The universal approximation theorem actually assumes that the nonlinearity is monotonically increasing, nonconstant and continuous. I don't think floating point nonlinearities technically satisfy that.

dnautics · on Sept 30, 2017

0) nonconstant. Yes, for most cases the floating point nonlinearities map x => x, so it is not a constant.

1) bounded. Yes, the nonlinearites are bounded by the range of the FP.

2) monotonically-increasing. Yes. Consider a + b, where fp(a + b) < a + b, in other words, it's been rounded down. examine fp(a + (b - db)), cannot be rounded up to a number higher than fp(a + b), so the the floating point rounding functional fp must be monotonic for the operation +, a similar argument applies for multiply, and thus for any linear function.

3) continuous function. No. Well, you can't win at everything, no computer representation can be truly continuous, but it's reasonable approximation of the approximation theory, otherwise ML on computers in general would be hopeless.

SomeStupidPoint · on Sept 29, 2017

So this exploits the fact that floating point numbers have finite precision (and perhaps uneven spacing) to generate non-linear operations?

That's actually a really cool usage of the specification!

dbcurtis · on Sept 29, 2017

Well, except that the author misunderstands the specification and how it is typically implemented on modern computers.

gdb · on Sept 30, 2017

(I work at OpenAI.)

TensorFlow by default is built with denormals off (ftz=true), so denormals aren't relevant for the applications we're interested in. We have updated the post to indicate this — thanks for the feedback!

Nokinside · on Sept 29, 2017

This is one cool hack.

You can't construct deep neural network from only linear parts because consecutive layers can be always combined into single transformation matrix. That's why you need alternating linear and nonlinear operations.

I wonder if it's possible to design special purpose low resolution floating point circuit that maximizes this effect while preserving enough linearity. Then you have fast DNN network pipeline constructed from just summation and addition.

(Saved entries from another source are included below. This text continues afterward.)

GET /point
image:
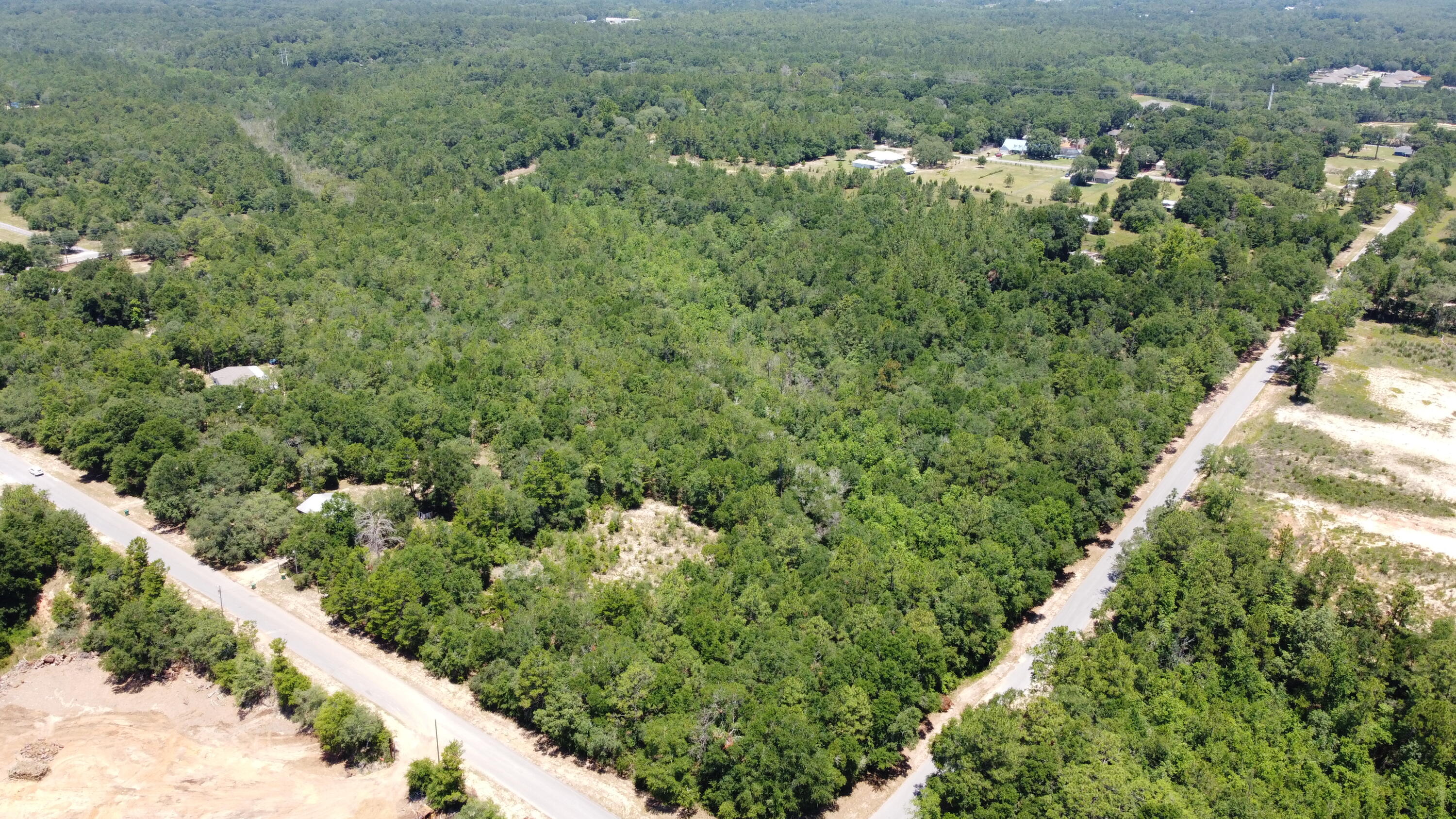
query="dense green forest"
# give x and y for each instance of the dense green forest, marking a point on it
(905, 408)
(1224, 681)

darkmighty · on Sept 29, 2017

It's also possible to binarize DNNs to use the faster bitwise operations

https://arxiv.org/pdf/1602.02830.pdf

dnautics · on Sept 30, 2017

> I wonder if it's possible to design special purpose low resolution floating point circuit that maximizes this effect while preserving enough linearity.

At that point, you are probably better off just building circuits with "power this wire to ReLU at the end", which is not very many extra transistors.

blt · on Sept 29, 2017

This is cool, but it seems like a crazy hack with no benefit besides "because it's there". Relu is already such a cheap function to compute.

gugagore · on Sept 29, 2017

I didn't understand how the gradients are produced to honor this underflow behavior. Is that the reason why they use "ES" instead of symbolic (or probably they meant automatic) differentiation?

dnautics · on Sept 30, 2017

correct.

mark_l_watson · on Sept 30, 2017

Well, that is cool and not what I would expect. That said, for practical applications make training easier using leaky-relu, tanh, etc. activation functions.

adrianbg · on Sept 30, 2017

I wonder if this / gradient descent would work with integers, and with mod 2^n as the nonlinearity.

tlarkworthy · on Sept 29, 2017

I guess the hope is that a round of computation can be shaved off.

amelius · on Sept 29, 2017

Wasn't this already obvious from simple networks which implement e.g. the XOR function?

NhanH · on Sept 29, 2017

Simple network without non linear function (eg sigmoid) can’t learn XOR

nerdponx · on Sept 29, 2017

This is completely different. It seems to be about exploiting floating point underflow to have linear nodes perform nonlinear computation.